KEHIDUPAN YANG ABSURD (7)

Aku menyaksikan siang menjelma malam, malam menjelma siang silih berganti seolah masa tak peduli dengan segala kemelutku hingga aku menghabiskan lebih banyak waktu untuk terlelap daripada harus mati terbunuh oleh kesedihan.

Tetapi seharusnya aku mulai berpikir bahwa meski aku adalah satu-satunya yang terlihat sedih di sini, akan ada banyak air mata yang tumpah setelah mendengar ocehanku-maksudku adalah air mata kemenangan dari kebisaanku mengatasi kesedihan.

Manusia.

Mereka ini sejenis apa?

Aku bertanya dalam kesedihan yang teramat sunyi. 
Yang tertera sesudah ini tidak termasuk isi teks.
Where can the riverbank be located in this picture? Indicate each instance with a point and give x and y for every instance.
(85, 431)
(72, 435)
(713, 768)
"Mereka adalah spesies paling tidak masuk akal yang pernah kukenal dan dikenali yang sebenarnya aku enggan tetapi keenggananku hanya bisa kusimpan dalam benakku saja lekat-lekat."

Kali ini sebuah suara pelan tapi jelas sedang berbicara kepadaku dengan argumentasinya yang menyebalkan.
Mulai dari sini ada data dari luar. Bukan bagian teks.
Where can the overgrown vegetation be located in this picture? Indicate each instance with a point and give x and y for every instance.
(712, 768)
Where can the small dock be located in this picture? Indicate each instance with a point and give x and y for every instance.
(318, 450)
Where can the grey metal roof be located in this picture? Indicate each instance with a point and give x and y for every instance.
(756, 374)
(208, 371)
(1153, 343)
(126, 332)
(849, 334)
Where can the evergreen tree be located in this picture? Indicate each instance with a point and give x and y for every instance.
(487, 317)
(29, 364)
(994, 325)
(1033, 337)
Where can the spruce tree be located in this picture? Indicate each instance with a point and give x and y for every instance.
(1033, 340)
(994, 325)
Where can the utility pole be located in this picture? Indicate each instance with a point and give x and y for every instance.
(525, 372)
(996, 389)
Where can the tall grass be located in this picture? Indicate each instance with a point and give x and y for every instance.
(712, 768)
Tetapi tak pelak pernyataan tersebut mengingatkanku pada suatu kisah di tepi danau-mungkin danau dalam khayalanku.

Namun, biarkan aku menghentikan persolan tentang danau tersebut, kali ini aku ingin berbicara mengenai sesuatu hal yang berhubungan dengan manusia.

Ya, di suatu sore aku berhenti dari keinginanku menjadi manusia.

Seseorang di sini telah menyadarkanku sehingga aku menulis catatan ini seketika :

"Aku tahu isi kepala semua orang adalah seperti itu.

Mereka berpikir bahwa aku adalah manusia yang hanya mau benar sendiri dan yang paling pintar; seolah semua manusia selain aku pastilah bodoh dan salah.

Apa pantasnya coba aku hidup?

Ada?

Tidak ada.

Setelah aku menuliskan catatan terakhir ini, aku ingin pulang dengan tenang.

Mengapa?

Agar mereka benar dan aku yang salah.

Agar aku berhenti belajar dan jadilah bodoh.

Ya, satu-satunya cara untuk kedua itu adalah dengan mati.

Juga, aku tidak ingin (lagi) menjadi bagian dari kehidupan yang absurd ini, tidak."

Namun, aku sadar-lagi-lagi aku sadar bahwa entah ocehanku, atau ocehan si orang tersebut, toh pada akhirnya keduanya sama tidak masuk akalnya sehingga aku tidak perlu memasukaannya ke dalam kepalaku untuk dinalari pikiranku; otakku yang kusut.

Maka, aku bangun untuk melipat selimut dan melanjutkan tulisan-tulisan yang menyembunyikan aku di dalam huruf-hurufnya sehingga kesedihanku menjadi tak tampak oleh siapapun; tidak juga aku.